Contact Dr. Cupp
Online Newsletter
Newsletter Archive
Classroom Sets
Price List
Order Form
Before Readiness
Sample Lesson Plans
Research Results
Company Background
Resource Links
Tribute to a Veteran

Be sure and read our archived online newsletters...

November Newsletter

by Dr. Cindy Cupp

Dear Parents and Teachers,

Welcome to the November 2004 Online Newsletter.  We are thrilled to report a record- breaking month for schools participating in our free Monthly Update.  Section One of this Newsletter is the data collected for the October Newsletter.  Click here after November 8 and you will see the data reported from schools participating in the October Monthly Updates.

Don’t forget to submit your one page application for the Jack and Jilly Gold Star Classroom!  I would like to feature your students in next month’s newsletter.  Please see Section Two for details.

This month’s newsletter focuses on Teaching Tips for improving instruction in Dr. Cupp Readers and Journal Writers®.  Please see Section Three for these new ideas.

Section Four will be Questions and Answers to assist teachers in moving students in Dr. Cupp Readers® at the appropriate pace.  During the last three weeks, I worked with over 100 students.  Of the 100 students, approximately 95 students were moving at the correct pace.  Five students were moving too fast in the Readers.  If a struggling reader moves too quickly, they will become frustrated.  The teacher MUST assess students in sight words, phonics, and fluency before moving to a new Reader.  If a student can’t pass the assessment in sight words and fluency, DON’T MOVE to a new Reader.

In Section Five, you will find the top activities from previous newsletters of 2003-2004.  Be sure and read about the Hop’n Pop’s Popcorn Party.  This was a favorite to use during Christmas vacation.
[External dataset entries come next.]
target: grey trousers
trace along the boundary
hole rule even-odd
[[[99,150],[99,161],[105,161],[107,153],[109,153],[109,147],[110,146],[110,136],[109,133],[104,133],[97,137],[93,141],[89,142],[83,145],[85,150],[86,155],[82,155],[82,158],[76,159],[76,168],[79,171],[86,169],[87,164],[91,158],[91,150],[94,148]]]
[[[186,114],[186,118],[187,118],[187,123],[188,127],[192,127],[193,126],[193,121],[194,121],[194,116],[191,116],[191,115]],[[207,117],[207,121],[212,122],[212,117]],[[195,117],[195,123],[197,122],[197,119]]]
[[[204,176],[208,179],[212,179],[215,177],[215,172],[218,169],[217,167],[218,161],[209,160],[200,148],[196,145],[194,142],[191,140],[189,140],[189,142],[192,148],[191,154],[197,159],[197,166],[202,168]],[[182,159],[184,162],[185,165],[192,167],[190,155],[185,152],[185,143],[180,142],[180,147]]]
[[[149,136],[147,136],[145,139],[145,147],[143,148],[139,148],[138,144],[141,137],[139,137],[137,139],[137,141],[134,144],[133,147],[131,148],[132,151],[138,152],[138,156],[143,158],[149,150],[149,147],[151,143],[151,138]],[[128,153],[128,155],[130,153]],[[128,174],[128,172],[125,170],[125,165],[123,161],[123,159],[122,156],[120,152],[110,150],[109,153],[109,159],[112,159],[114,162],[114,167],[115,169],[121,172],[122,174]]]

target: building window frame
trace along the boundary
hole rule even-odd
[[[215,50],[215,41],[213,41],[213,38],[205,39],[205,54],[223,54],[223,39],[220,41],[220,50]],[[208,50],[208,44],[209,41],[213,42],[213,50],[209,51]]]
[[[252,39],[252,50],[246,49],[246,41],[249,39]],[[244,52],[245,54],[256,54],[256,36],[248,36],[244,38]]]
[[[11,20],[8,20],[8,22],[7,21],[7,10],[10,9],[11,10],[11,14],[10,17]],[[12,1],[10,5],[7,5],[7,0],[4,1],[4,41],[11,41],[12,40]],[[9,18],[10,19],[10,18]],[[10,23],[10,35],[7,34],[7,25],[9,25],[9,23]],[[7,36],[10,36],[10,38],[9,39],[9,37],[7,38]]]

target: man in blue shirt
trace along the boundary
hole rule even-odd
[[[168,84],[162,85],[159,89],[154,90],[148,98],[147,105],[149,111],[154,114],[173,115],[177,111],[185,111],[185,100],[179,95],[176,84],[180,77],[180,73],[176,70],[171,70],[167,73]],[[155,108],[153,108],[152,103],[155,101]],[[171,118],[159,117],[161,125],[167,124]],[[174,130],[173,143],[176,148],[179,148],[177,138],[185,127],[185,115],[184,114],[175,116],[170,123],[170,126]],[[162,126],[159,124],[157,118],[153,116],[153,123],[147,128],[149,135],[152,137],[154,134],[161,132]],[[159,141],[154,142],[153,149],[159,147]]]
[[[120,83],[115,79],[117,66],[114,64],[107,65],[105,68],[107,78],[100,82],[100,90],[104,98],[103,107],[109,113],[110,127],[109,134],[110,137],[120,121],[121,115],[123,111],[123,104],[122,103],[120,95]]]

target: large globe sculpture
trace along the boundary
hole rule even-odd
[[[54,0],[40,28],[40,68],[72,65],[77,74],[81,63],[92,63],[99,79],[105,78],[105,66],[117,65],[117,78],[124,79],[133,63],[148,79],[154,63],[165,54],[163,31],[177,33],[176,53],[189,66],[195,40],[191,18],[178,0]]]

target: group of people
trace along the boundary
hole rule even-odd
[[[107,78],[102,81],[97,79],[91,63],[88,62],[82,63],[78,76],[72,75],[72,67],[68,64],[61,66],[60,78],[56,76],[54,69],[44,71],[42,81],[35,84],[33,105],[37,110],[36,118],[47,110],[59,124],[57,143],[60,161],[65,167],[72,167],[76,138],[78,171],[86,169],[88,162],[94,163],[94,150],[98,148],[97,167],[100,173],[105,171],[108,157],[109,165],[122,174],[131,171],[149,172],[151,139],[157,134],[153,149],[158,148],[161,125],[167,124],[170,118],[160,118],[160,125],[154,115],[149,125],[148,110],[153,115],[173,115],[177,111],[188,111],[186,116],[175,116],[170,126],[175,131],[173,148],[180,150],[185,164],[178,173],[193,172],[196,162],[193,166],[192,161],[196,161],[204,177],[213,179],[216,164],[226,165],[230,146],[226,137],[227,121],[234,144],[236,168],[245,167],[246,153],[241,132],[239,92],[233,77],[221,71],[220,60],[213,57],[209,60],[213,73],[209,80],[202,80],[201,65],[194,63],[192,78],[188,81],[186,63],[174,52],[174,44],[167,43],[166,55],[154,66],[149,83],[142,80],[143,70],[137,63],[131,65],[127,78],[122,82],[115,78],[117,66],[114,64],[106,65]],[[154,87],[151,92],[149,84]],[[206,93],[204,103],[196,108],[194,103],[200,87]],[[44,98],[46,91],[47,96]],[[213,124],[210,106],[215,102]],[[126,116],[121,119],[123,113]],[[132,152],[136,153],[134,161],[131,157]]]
To Update your Readiness Teacher’s Manual for next year, copy Section Six.  This page simplifies the scoring on Readiness for the Update.

Wishing you continued success!

Cindy Cupp
Currently, President, Cupp Publishers, Inc.
Retired, Director of Curriculum and Reading, Georgia Department of Education
Always, A Reading Teacher


Summary of Sections

Section One           Link to the October Update

Section Two          Jack and Jilly Gold Star Classroom

Section Three       Teaching Tips

Section Four          Questions and Answers

Section Five           Favorites from 2003-2004


Section One:  Link to the October Update

Click here to view the October Update.

Cupp Publishers, Inc. offers a free monthly summary and analysis for all students using Dr. Cupp Readers®.  If you would like to participate, please contact me by email at cindycupp@mindspring.com.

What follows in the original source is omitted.